Maintenance extension

Resolved Feb 6, 2019 6:01 PM PST

The vast majority of compute nodes have been restored to service, which marks the official end of yesterday’s maintenance.
Thanks again for your patience and understanding while we were working on restoring service.

Monitoring Feb 6, 2019 10:55 AM PST

We’re still making progress in restoring all compute nodes to service, and we hope to have most of them up and running later today.

Monitoring Feb 6, 2019 12:38 AM PST

We’re re-opening the cluster to user logins and we’ve lifted the scheduler reservation, so pending jobs have started running again.

Please note that Sherlock is not in full production state now, as many nodes are still down and need more work. We’ll continue to work on the remaining nodes tomorrow, but in the meantime, users can connect, access their files and submit jobs to the scheduler.

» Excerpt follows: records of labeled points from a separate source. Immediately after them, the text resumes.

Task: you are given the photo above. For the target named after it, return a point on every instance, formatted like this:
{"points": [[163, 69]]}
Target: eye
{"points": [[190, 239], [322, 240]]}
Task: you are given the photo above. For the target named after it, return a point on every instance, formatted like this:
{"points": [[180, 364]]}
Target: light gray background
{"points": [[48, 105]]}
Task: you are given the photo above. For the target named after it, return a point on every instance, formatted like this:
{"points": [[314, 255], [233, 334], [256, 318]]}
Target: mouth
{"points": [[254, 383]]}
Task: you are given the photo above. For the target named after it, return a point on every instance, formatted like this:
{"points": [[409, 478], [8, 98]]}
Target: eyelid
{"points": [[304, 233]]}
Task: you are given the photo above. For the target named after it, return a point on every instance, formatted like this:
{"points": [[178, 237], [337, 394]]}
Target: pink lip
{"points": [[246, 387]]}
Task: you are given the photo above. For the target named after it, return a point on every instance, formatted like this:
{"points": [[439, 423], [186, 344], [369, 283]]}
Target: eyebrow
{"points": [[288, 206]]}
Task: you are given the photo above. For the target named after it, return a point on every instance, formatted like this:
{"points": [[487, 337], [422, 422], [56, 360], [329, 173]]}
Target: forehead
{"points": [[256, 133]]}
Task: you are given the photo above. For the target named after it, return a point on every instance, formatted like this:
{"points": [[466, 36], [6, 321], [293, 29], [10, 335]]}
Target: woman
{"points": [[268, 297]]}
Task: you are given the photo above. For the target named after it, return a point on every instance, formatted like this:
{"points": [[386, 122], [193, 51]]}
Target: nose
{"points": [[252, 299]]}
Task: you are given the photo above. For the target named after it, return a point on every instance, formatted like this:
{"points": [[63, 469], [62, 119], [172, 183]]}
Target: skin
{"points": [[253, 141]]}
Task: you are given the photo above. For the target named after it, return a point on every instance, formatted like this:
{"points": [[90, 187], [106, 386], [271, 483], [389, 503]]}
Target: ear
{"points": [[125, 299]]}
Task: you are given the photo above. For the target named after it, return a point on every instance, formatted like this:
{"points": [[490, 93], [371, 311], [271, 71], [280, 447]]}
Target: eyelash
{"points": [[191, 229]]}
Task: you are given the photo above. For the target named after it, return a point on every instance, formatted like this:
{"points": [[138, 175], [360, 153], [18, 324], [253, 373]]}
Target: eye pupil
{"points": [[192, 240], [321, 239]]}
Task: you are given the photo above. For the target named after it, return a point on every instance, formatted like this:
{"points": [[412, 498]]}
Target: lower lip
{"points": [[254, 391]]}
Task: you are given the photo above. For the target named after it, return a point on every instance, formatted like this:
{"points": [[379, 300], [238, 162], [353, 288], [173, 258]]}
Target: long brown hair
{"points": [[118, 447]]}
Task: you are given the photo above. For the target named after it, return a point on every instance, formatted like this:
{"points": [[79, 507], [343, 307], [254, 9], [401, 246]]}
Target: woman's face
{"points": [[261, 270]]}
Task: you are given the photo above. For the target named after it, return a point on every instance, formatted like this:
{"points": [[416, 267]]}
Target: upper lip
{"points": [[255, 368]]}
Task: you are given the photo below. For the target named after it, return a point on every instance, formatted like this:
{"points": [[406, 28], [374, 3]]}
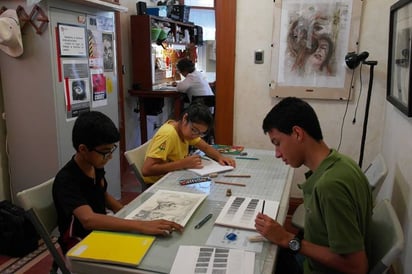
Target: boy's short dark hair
{"points": [[185, 65], [199, 113], [94, 129], [290, 112]]}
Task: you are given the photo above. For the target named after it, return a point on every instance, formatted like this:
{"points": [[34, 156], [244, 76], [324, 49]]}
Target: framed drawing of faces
{"points": [[399, 90]]}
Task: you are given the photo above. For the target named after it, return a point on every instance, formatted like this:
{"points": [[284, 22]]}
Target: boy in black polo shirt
{"points": [[80, 188]]}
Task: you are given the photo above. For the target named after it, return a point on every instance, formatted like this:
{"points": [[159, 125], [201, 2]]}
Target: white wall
{"points": [[253, 101], [389, 131]]}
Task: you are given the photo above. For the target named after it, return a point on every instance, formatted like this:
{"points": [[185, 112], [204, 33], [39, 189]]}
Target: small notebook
{"points": [[112, 247], [210, 166], [240, 212]]}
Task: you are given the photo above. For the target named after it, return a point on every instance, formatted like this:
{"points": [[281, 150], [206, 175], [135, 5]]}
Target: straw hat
{"points": [[10, 35]]}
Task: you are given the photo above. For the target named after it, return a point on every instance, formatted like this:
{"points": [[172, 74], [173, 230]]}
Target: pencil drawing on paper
{"points": [[169, 205], [314, 36]]}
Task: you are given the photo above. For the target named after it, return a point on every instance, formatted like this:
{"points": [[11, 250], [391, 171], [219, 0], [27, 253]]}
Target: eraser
{"points": [[256, 238]]}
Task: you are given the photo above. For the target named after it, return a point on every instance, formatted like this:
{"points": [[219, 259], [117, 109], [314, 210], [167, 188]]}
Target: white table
{"points": [[270, 179]]}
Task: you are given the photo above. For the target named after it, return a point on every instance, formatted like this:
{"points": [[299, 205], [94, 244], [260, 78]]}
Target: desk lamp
{"points": [[353, 60]]}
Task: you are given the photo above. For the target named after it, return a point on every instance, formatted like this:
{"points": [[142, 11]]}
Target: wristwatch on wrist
{"points": [[295, 243]]}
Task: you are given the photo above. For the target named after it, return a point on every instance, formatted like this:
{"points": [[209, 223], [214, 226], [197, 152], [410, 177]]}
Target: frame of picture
{"points": [[299, 28], [399, 89]]}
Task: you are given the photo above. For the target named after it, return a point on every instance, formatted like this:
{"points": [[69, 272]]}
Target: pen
{"points": [[202, 222], [237, 176], [228, 183], [247, 158]]}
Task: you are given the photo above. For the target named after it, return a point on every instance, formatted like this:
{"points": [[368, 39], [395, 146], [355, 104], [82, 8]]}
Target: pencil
{"points": [[237, 176], [263, 206], [247, 158], [227, 183]]}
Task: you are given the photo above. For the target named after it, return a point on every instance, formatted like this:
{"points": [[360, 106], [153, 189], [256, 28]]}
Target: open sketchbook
{"points": [[176, 206], [112, 247], [229, 149], [210, 260], [240, 212], [210, 166]]}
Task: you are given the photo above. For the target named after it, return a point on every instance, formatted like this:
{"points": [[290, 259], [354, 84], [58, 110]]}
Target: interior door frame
{"points": [[225, 70], [225, 14]]}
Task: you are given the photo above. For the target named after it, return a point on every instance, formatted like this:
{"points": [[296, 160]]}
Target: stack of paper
{"points": [[241, 212], [112, 247], [203, 259], [210, 166]]}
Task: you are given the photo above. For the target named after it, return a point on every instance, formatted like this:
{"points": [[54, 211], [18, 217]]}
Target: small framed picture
{"points": [[399, 89]]}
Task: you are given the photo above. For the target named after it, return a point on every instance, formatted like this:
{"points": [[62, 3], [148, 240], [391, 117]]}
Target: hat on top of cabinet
{"points": [[10, 36]]}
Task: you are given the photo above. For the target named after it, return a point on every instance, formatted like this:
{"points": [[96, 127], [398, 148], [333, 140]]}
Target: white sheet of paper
{"points": [[210, 166], [169, 205], [209, 260], [241, 212]]}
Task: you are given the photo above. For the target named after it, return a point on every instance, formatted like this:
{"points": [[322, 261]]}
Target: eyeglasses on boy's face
{"points": [[196, 131], [106, 154]]}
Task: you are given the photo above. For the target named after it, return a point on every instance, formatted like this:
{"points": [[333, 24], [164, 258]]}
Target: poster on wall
{"points": [[313, 38], [72, 40], [76, 86], [99, 89], [94, 41], [108, 57]]}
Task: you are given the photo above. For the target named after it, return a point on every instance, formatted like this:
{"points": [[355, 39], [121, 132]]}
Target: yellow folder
{"points": [[112, 247]]}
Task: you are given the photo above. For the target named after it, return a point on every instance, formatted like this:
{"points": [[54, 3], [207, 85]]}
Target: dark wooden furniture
{"points": [[151, 94]]}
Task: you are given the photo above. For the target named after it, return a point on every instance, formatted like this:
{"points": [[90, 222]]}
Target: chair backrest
{"points": [[40, 198], [387, 237], [39, 204], [135, 157], [376, 173]]}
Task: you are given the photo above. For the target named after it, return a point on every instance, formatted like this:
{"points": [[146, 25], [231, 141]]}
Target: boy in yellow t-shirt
{"points": [[169, 148]]}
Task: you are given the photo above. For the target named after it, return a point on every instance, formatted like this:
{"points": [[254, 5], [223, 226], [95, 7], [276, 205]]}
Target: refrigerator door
{"points": [[36, 86], [84, 57]]}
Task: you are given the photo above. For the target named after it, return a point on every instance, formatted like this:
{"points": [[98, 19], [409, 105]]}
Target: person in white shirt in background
{"points": [[194, 84]]}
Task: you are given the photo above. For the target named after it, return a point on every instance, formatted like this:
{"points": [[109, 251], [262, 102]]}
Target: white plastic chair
{"points": [[135, 157], [387, 238], [375, 172], [39, 204]]}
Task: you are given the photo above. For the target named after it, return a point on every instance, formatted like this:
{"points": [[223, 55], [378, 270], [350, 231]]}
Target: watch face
{"points": [[294, 244]]}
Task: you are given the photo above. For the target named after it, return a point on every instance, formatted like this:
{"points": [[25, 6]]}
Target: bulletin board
{"points": [[311, 39]]}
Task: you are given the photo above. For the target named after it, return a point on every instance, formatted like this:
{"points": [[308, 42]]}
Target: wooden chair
{"points": [[375, 172], [135, 157], [39, 204], [387, 238], [208, 100]]}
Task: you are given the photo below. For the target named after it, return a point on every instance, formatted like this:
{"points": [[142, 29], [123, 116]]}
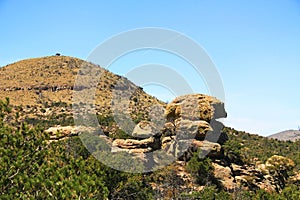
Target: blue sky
{"points": [[255, 46]]}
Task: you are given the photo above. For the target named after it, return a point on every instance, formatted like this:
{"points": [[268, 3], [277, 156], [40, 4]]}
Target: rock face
{"points": [[190, 121], [195, 107]]}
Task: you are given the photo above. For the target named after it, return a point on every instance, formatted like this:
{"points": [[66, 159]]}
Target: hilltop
{"points": [[44, 154]]}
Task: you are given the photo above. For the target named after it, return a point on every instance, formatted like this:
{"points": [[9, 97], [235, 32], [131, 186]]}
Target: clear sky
{"points": [[255, 46]]}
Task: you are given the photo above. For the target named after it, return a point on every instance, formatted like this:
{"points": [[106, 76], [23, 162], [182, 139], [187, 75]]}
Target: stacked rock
{"points": [[192, 124]]}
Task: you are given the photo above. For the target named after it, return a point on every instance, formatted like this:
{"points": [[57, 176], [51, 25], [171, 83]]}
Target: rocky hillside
{"points": [[182, 149], [41, 82], [291, 135]]}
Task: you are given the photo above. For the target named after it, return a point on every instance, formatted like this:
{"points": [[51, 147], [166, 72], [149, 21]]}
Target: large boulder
{"points": [[144, 129], [195, 107]]}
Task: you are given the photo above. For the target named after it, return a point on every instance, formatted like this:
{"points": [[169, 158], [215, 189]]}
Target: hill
{"points": [[291, 135], [45, 156]]}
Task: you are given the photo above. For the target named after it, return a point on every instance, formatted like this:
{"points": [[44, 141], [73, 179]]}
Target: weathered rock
{"points": [[210, 149], [195, 107], [144, 129], [216, 134]]}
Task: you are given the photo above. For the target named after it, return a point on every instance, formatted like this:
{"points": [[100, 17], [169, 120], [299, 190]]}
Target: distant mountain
{"points": [[292, 135]]}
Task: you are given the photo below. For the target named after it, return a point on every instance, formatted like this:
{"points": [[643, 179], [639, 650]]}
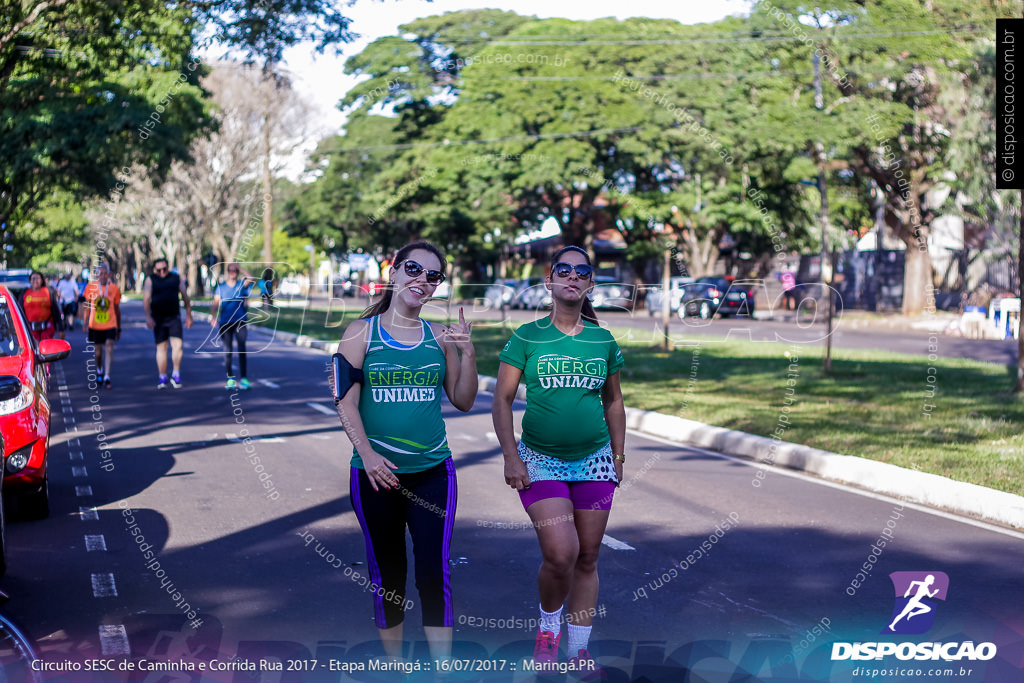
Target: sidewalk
{"points": [[910, 485]]}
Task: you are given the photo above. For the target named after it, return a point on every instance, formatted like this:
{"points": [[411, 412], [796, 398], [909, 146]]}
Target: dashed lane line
{"points": [[114, 640], [103, 586], [94, 542]]}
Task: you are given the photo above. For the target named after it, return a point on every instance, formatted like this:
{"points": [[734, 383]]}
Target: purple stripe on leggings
{"points": [[375, 573], [450, 506]]}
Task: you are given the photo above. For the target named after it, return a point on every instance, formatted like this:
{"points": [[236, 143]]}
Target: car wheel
{"points": [[37, 504]]}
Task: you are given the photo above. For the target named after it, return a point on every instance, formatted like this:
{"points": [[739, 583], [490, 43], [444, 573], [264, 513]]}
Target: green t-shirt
{"points": [[400, 402], [563, 376]]}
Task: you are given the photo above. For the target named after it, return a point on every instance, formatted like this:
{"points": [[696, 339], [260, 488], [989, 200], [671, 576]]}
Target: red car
{"points": [[25, 409]]}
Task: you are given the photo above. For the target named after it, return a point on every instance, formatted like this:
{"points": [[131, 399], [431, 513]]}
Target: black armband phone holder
{"points": [[345, 375]]}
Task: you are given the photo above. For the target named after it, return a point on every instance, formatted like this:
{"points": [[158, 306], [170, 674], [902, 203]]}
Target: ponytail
{"points": [[587, 312]]}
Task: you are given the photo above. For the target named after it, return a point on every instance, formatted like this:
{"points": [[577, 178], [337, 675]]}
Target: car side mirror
{"points": [[53, 349]]}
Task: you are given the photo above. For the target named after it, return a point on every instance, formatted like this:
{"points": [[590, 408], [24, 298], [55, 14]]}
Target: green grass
{"points": [[871, 404]]}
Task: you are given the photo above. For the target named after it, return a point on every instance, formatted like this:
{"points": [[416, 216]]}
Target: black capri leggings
{"points": [[424, 502], [238, 332]]}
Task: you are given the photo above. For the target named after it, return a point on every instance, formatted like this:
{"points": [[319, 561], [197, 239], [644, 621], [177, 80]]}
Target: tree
{"points": [[212, 202], [892, 125], [80, 80]]}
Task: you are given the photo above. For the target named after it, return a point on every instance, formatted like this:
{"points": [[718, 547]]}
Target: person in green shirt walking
{"points": [[401, 472], [569, 460]]}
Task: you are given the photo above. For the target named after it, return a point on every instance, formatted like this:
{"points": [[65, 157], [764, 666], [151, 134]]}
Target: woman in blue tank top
{"points": [[401, 472]]}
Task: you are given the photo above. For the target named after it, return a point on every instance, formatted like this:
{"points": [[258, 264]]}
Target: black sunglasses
{"points": [[563, 269], [413, 269]]}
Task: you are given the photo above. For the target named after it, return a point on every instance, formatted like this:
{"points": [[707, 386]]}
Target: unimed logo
{"points": [[916, 596]]}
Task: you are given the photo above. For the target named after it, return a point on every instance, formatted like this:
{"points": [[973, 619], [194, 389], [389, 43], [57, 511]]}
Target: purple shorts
{"points": [[585, 495]]}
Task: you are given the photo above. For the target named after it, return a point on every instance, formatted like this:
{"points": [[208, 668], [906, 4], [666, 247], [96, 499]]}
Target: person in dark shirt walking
{"points": [[163, 315]]}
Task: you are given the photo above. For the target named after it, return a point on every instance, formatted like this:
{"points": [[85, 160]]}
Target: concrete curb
{"points": [[909, 485]]}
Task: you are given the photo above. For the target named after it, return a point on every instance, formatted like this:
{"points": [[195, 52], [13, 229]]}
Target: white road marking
{"points": [[103, 586], [94, 542], [114, 640], [322, 409], [233, 438], [615, 544]]}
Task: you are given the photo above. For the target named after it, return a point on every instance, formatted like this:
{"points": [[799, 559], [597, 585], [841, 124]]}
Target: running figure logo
{"points": [[915, 593]]}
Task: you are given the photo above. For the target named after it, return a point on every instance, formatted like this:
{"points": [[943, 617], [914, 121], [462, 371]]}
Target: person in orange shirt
{"points": [[40, 306], [102, 303]]}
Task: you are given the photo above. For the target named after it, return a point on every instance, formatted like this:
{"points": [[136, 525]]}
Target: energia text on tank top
{"points": [[400, 400]]}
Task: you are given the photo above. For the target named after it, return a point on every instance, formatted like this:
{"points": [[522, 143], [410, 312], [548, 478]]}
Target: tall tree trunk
{"points": [[919, 291], [1020, 295], [140, 262]]}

Again, we’re very sorry about the inconvenience and appreciate your patience and understanding whilewe’re working through those problems.

Problem Identified Feb 5, 2019 11:24 PM PST

We’re making some progress towards a resolution, but putting nodes back into a workable state takes a considerable amount of time, and progression is slow. Currently, about half of the cluster is still unavailable, and we may have to open the cluster to users while nodes are still being worked on.

We’re continuing to work on the situation and will keep this issue updated.

Investigating Feb 5, 2019 10:07 PM PST

We continue working on issues that arose during the scheduled maintenance, to bring Sherlock back in production as quickly as possible. We’ll post updates as they become available.